P-88 EVALUATION OF STEATOSIS AND LIVER FIBROSIS IN PATIENTS WITH PSORIASIS: THE IMPACT OF METHOTREXATE AND METABOLIC FACTORS ON THE SEVERITY OF THE DISEASE

Introduction: Methotrexate (MTX) is a crucial treatment drug in Psoriasis. Its impact on the development of liver fibrosis has been questioned since a high prevalence of non-alcoholic fatty liver disease has been described in this disease. Objective: To assess, in Psoriasis patients, the associated factors for liver steatosis and advanced fibrosis diagnosed by transient hepatic elastography (THE). Methodology: This was a cross-sectional study in Psoriasis patients. Chronic liver diseases, use of steatogenic drugs (except MTX), and alcohol intake >20–30 g/day (women/men) were excluded. Demographic, anthropometric, clinical, and laboratory data were registered as well as time since psoriasis onset and cumulative MTX doses. THE cutoff points ≥7.9KPa (probe M) and ≥7.2KPa (probe XL) were considered for the diagnosis of advanced liver fibrosis and CAP values ≥248 dB/m for the diagnosis of steatosis. Logistic regression analysis was performed, and the significance level was 0.05. Results: 141 patients were included (42.6% male, 53.7±12.4 years old, body mass index [BMI] 29.3±5.9 kg/m2).

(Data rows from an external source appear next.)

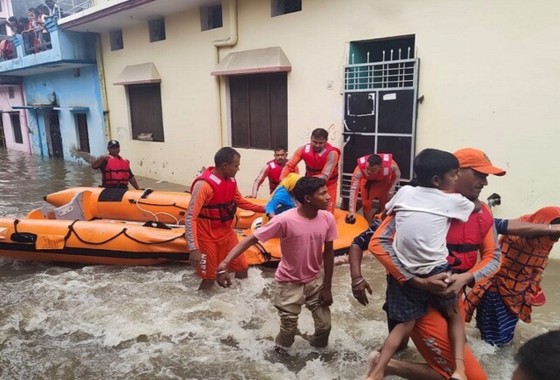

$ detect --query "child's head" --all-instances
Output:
[293,177,330,210]
[414,148,459,190]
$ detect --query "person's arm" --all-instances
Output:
[250,164,268,198]
[280,147,303,180]
[368,215,415,284]
[348,239,373,306]
[347,166,363,219]
[388,161,401,199]
[128,173,140,190]
[317,150,340,181]
[91,154,110,169]
[216,234,258,288]
[264,185,292,215]
[185,181,214,268]
[441,218,502,296]
[368,215,448,293]
[319,241,334,306]
[233,188,264,213]
[504,219,560,236]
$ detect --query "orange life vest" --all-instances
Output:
[266,160,284,194]
[102,156,130,187]
[447,204,494,272]
[301,143,340,184]
[191,166,237,227]
[357,153,393,181]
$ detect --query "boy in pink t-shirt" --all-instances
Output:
[217,177,338,347]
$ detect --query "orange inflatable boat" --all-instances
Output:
[0,188,368,266]
[0,209,367,267]
[44,187,266,229]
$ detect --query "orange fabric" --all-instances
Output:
[467,207,560,323]
[327,182,338,214]
[280,145,340,184]
[349,161,400,214]
[368,215,497,380]
[411,302,487,380]
[185,181,264,251]
[196,232,248,280]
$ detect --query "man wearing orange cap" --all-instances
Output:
[364,148,506,380]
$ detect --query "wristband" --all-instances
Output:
[351,277,365,287]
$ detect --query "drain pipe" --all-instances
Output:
[212,0,238,147]
[95,35,112,141]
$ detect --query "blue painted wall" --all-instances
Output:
[23,65,106,162]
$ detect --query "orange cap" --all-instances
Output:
[453,148,506,176]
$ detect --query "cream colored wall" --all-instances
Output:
[99,0,560,255]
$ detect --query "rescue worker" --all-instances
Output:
[366,148,506,380]
[185,147,264,290]
[247,146,288,198]
[91,140,140,190]
[346,153,401,224]
[280,128,340,214]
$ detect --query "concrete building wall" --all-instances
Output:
[0,85,32,153]
[98,0,560,217]
[24,65,106,162]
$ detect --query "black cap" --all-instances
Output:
[107,140,121,148]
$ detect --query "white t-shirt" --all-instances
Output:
[386,186,474,275]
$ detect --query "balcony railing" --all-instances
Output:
[55,0,93,18]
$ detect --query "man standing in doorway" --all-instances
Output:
[346,153,401,224]
[248,146,288,198]
[91,140,140,190]
[280,128,340,214]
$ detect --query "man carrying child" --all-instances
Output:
[368,149,475,380]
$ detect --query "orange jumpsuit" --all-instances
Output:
[368,212,500,380]
[280,144,340,214]
[185,181,264,280]
[349,160,401,215]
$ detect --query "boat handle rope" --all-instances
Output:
[253,242,272,261]
[128,197,186,224]
[64,220,185,245]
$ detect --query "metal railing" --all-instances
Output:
[55,0,93,18]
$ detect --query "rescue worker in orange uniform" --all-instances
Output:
[366,148,506,380]
[185,147,264,290]
[280,128,340,214]
[247,146,288,198]
[346,153,401,224]
[91,140,140,190]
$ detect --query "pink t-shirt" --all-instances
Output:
[253,208,338,284]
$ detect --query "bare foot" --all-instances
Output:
[366,350,381,380]
[449,370,467,380]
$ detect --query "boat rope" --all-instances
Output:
[129,198,186,224]
[64,220,186,246]
[253,242,272,261]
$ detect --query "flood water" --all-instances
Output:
[0,149,560,380]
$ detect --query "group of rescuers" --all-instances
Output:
[92,128,560,380]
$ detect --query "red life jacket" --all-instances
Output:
[357,153,393,181]
[102,156,130,187]
[447,204,494,272]
[301,143,340,185]
[266,160,284,193]
[191,166,237,227]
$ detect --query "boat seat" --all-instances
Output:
[54,191,93,220]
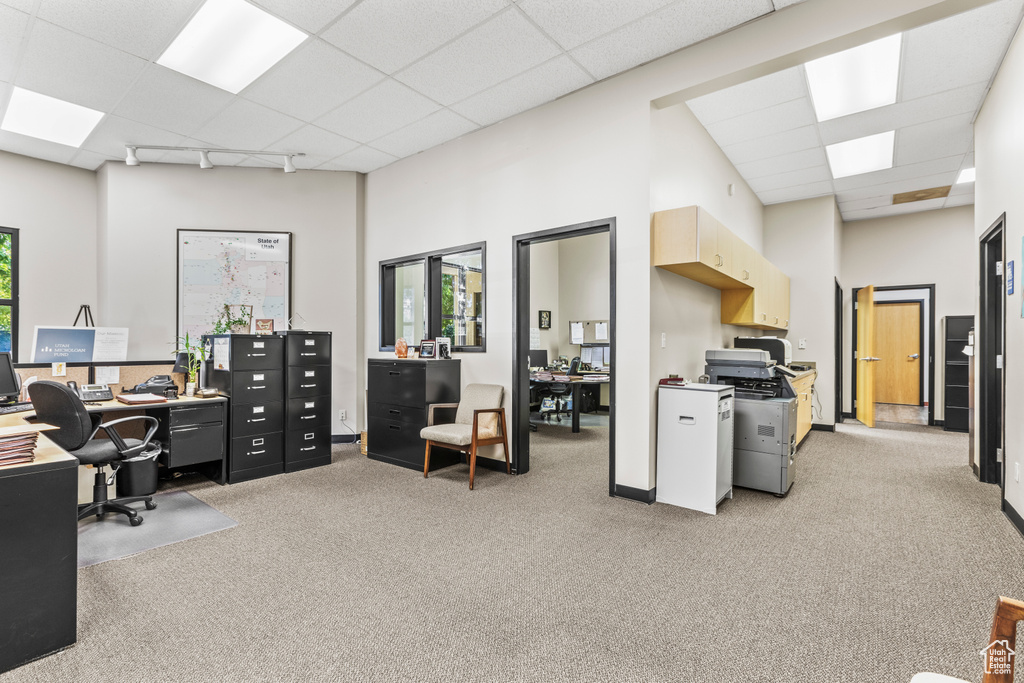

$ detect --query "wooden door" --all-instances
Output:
[872,301,921,405]
[857,286,879,427]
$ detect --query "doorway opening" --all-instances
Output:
[511,218,615,496]
[851,284,935,426]
[976,214,1007,487]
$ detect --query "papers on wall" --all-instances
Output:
[95,366,121,384]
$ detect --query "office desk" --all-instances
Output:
[529,376,608,433]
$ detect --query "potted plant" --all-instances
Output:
[174,332,206,396]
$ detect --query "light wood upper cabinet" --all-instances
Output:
[650,206,790,330]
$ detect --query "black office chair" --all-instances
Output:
[29,381,161,526]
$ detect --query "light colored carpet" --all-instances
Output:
[78,490,238,567]
[0,425,1024,683]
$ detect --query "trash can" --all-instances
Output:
[117,450,160,498]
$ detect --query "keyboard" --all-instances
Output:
[0,402,35,415]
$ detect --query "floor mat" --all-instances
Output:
[78,490,238,567]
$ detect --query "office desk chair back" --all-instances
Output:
[420,384,512,490]
[29,381,160,526]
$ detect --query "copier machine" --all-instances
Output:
[705,348,797,497]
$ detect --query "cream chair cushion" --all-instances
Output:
[420,384,505,445]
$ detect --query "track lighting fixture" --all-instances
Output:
[125,144,306,173]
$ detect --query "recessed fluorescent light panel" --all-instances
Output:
[0,86,103,147]
[825,130,896,180]
[956,168,974,185]
[804,34,903,121]
[157,0,306,94]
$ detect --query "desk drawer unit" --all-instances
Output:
[285,330,331,472]
[367,358,462,471]
[206,335,285,483]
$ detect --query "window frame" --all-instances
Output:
[377,242,487,353]
[0,226,20,362]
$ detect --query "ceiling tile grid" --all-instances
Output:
[687,0,1024,220]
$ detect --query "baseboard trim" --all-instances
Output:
[613,483,657,505]
[1001,499,1024,536]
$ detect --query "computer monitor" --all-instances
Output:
[0,352,22,401]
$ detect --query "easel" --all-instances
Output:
[71,303,96,328]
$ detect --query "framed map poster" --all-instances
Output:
[177,229,292,338]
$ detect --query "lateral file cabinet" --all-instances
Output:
[206,335,285,483]
[367,358,462,471]
[283,330,331,472]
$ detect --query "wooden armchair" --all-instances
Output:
[420,384,512,490]
[910,596,1024,683]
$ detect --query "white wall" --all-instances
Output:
[842,206,978,420]
[96,162,360,434]
[974,17,1024,513]
[364,0,974,489]
[0,152,96,362]
[764,196,836,425]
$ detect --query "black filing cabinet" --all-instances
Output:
[206,335,286,483]
[284,330,331,472]
[367,358,462,471]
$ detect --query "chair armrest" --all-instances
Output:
[427,403,459,427]
[89,415,160,460]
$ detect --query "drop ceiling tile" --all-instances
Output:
[0,6,30,81]
[14,20,146,112]
[374,110,477,158]
[318,145,398,173]
[38,0,203,59]
[736,147,826,181]
[835,157,963,194]
[818,83,987,144]
[195,98,302,150]
[839,195,893,213]
[394,9,559,104]
[0,130,78,164]
[707,98,815,147]
[517,0,675,49]
[323,0,507,74]
[686,66,808,127]
[943,193,974,208]
[82,115,182,159]
[273,126,359,160]
[253,0,355,33]
[450,55,594,126]
[746,164,831,195]
[242,39,384,121]
[571,0,773,79]
[71,150,114,171]
[896,114,974,166]
[114,65,233,135]
[900,0,1021,99]
[315,79,440,142]
[757,181,833,205]
[722,126,820,165]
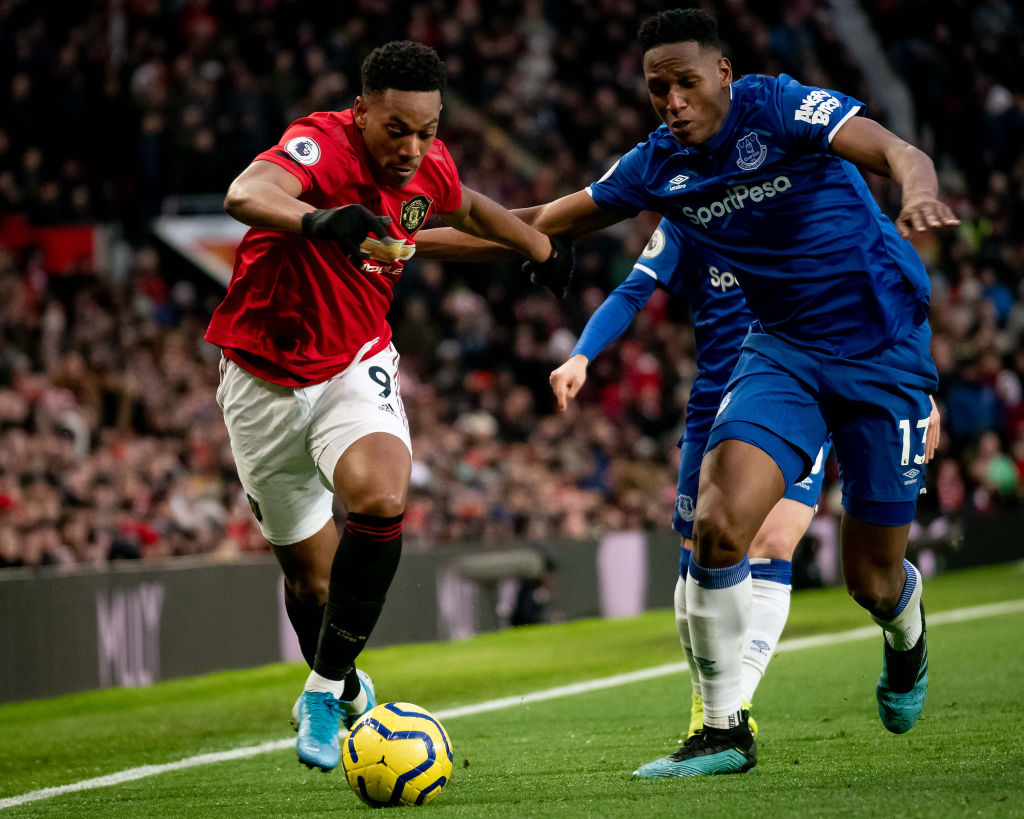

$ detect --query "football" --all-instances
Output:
[341,702,452,808]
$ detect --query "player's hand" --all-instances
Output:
[925,395,942,464]
[548,353,590,412]
[302,205,391,259]
[896,199,959,239]
[522,236,575,299]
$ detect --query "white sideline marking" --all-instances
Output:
[0,600,1024,810]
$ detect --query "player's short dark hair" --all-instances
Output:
[637,8,722,54]
[362,40,445,94]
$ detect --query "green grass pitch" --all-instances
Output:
[0,564,1024,819]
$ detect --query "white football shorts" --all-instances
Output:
[217,345,413,546]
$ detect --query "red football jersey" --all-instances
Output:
[205,110,462,387]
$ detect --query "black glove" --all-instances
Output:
[522,236,575,299]
[302,205,391,259]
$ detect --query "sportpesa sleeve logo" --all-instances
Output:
[285,136,319,165]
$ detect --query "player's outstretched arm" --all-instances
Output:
[442,186,552,262]
[416,190,625,262]
[224,160,391,259]
[548,270,657,411]
[831,117,959,239]
[224,160,313,232]
[548,353,590,412]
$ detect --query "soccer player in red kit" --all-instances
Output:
[206,41,571,771]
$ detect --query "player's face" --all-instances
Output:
[352,88,441,187]
[643,42,732,145]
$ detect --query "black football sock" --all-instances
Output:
[285,581,324,669]
[313,513,402,683]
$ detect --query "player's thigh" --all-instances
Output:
[701,348,827,486]
[672,418,713,541]
[217,358,334,546]
[309,339,413,509]
[270,520,338,605]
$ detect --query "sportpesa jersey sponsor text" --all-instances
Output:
[683,175,793,227]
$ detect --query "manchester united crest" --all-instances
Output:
[401,193,433,233]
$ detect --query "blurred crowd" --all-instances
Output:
[0,0,1024,566]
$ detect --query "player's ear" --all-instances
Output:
[718,56,732,88]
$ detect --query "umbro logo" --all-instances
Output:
[669,173,690,193]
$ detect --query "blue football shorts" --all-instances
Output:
[672,412,831,540]
[708,322,938,526]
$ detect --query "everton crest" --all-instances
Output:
[736,131,768,171]
[400,193,433,233]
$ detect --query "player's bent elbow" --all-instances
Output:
[223,179,246,221]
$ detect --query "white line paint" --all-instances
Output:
[0,600,1024,810]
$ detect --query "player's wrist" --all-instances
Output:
[302,208,331,239]
[529,233,555,264]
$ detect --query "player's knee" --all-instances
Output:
[846,576,902,614]
[348,487,406,518]
[750,528,800,560]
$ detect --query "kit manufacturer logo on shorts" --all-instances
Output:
[736,131,768,171]
[285,136,319,165]
[676,494,696,523]
[246,494,263,523]
[399,193,433,233]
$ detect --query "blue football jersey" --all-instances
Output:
[588,75,929,357]
[633,219,754,421]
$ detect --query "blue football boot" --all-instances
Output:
[295,691,341,773]
[874,605,928,734]
[633,713,758,779]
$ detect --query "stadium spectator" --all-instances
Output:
[0,0,1024,577]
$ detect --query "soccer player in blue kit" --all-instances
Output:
[550,219,831,738]
[550,219,940,761]
[418,4,957,777]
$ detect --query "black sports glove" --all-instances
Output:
[522,236,575,299]
[302,205,391,259]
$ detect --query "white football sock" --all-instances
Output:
[740,558,793,702]
[686,557,752,728]
[674,576,700,695]
[871,560,924,651]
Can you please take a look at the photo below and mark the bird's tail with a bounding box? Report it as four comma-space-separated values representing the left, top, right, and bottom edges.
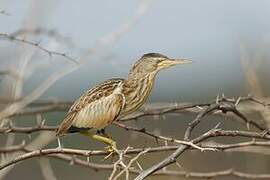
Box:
56, 112, 76, 137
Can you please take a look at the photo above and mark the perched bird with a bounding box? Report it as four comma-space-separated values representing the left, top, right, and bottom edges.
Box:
56, 53, 191, 152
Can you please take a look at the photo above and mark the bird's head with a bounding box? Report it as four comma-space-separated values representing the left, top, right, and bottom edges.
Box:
130, 53, 191, 74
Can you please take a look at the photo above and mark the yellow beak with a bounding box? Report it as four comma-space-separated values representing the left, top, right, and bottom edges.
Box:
159, 59, 192, 68
168, 59, 192, 65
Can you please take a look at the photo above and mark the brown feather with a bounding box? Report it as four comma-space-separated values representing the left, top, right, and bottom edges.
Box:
56, 112, 76, 137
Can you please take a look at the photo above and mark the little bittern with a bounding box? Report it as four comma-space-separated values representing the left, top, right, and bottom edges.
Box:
57, 53, 191, 152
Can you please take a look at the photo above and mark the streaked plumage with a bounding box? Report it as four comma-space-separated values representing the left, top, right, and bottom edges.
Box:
57, 53, 190, 136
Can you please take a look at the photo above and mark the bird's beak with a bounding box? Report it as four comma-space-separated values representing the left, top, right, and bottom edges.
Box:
160, 59, 192, 68
169, 59, 192, 65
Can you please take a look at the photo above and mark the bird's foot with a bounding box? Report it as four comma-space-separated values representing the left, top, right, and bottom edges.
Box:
97, 128, 112, 139
104, 141, 119, 160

The prevalence of Diabetes Mellitus (DM), Metabolic Syndrome, Systemic Arterial Hypertension (SAH), and dyslipidemia was 28.4%, 55.3%, 57.4% and 73.7%, respectively. Overall, 67.4% had steatosis by CAP and 16.3% had advanced fibrosis by THE. Median time since psoriasis onset was 121.1 months (69.5-234.1). MTX cumulative dose ≥1000mg was found in 47.8% (median 2212.5mg [1360-3213.70]). In the regression analysis, BMI (OR 1.25 95% CI 1.12-1.38; p<0.001) and triglyceride levels (OR 1.01 95% CI 1.01-1.02; p=0.002) were the only variables independently associated with steatosis. DM (OR 4.8 95% CI 1.6-14.3; p=0.005) and SAH (OR 11.6 95% CI 2.2-61.1; p=0.004) were associated with advanced fibrosis. Conclusion: On a cohort of patients with Psoriasis, metabolic variables were the main factors related to liver steatosis and fibrosis. There was no association between cumulative MTX dose or disease duration and liver steatosis or fibrosis in this population.